The non-national-state investors care about the cost and roi.
And they’ll be subsidized such that they have a positive ROI
There's definitely an existential question around if fusion will ever be able to beat renewables plus batteries, but who knows with our energy demands ever increasing at some point renewables may hit a breaking point in land cost.
I'm generally pro-publicly funded research. There is not any direct ROI on say the LHC, but it does fund advanced manufacturing and engineering work that might enable other more practical industrial applications. The ROI might be a century away.
> At the risk of coming off as a nay-sayer, let's say engineering hurtles related to fusion power generation is overcome. How is the presumably high upfront capital costs going to compare with the ROI?

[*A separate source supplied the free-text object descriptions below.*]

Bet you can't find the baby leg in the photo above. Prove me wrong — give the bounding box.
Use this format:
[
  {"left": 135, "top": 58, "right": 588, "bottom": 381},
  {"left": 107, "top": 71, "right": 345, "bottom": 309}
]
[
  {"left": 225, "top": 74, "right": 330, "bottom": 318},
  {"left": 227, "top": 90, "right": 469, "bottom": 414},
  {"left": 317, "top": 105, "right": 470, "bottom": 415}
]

Does money even matter once fusion is attainable?
I'm not sure if you're being serious, but I'm going to assume you are. Let's say energy costs 1/10th it does today. That's far cheaper than I see anybody predicting fusion will be, but I think renewables will get there. How much does cheap energy change in the economy? What is bottlenecked by expensive energy at the moment? It turns out that matter, people, people's wants, still have a huge impact.
Make all energy free. What does that change? It lowers operating costs for many things, but up front capital costs are still there. Land still matters. Food still matters.
Money will still matter. Allocation of time, of resources, all that still matters a lot. Energy is big for the economy, but if its free we shift our focus to other matters of logistics.
If energy was truly free, it would revolutionize the economy and would fundamentally change how money matters.